On my list today and for this week, I’m narrowing my focus to the least over-extended, and those with the most potential for further gains ahead of the next retracement.
The weekly chart of the US 30 has a smooth uptrend of higher-highs and high-lows, with the current low of this week connected with the 10 simple moving average (MA). The MAs are in the correct bullish order, and the momentum indicators below are also trending higher.
Finally, the current candlestick is bullish, and should it close this way, it sets up a potential weekly candle entry and a fresh weekly extension to the upside.
The monthly chart also has a confirmed uptrend and MAs in a bullish formation. Price action is an average distance from the MAs, but not excessively over-extended.
The momentum indicators are neutral, but not bearish at this time.
Key levels worth noting are a recent monthly level at 26,700 and a closer weekly level at 27 300.
On the daily chart, price has just tested 28,150 for support.
The daily chart also has the MAs in the correct order, but volatility over the last 5-8 candlesticks has technically broken the latest up trend. However, the current candlestick is also an aggressively bullish candlestick implying there is the possibility of pushing higher.

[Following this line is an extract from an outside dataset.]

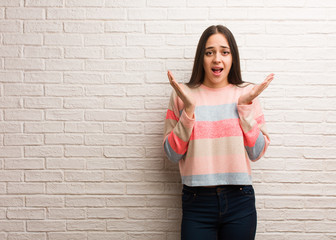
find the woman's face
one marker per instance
(217, 61)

The direction of the overall momentum seems in my opinion to want to go higher. The important element is to identify a sensible entry level. In theory I could use the daily candle, but it’s particularly large, and instead there is a possibility of using the weekly candle, which is relatively smaller. Alternatively, I could wait for the 4-hour to produce a small-medium bullish entry candle in and around the 10 & 20 MA buy zone.
As per my risk and trade management plan, my entry is above the high of the bullish candle, with my stop-loss below the low. In this case, my stop-loss being below the 28,150 level, there would technically be is some additional stop-loss protection.
If I risk my usual 1%, I will be extra- careful to take partial profits should I gain profits when the markets move in my favour.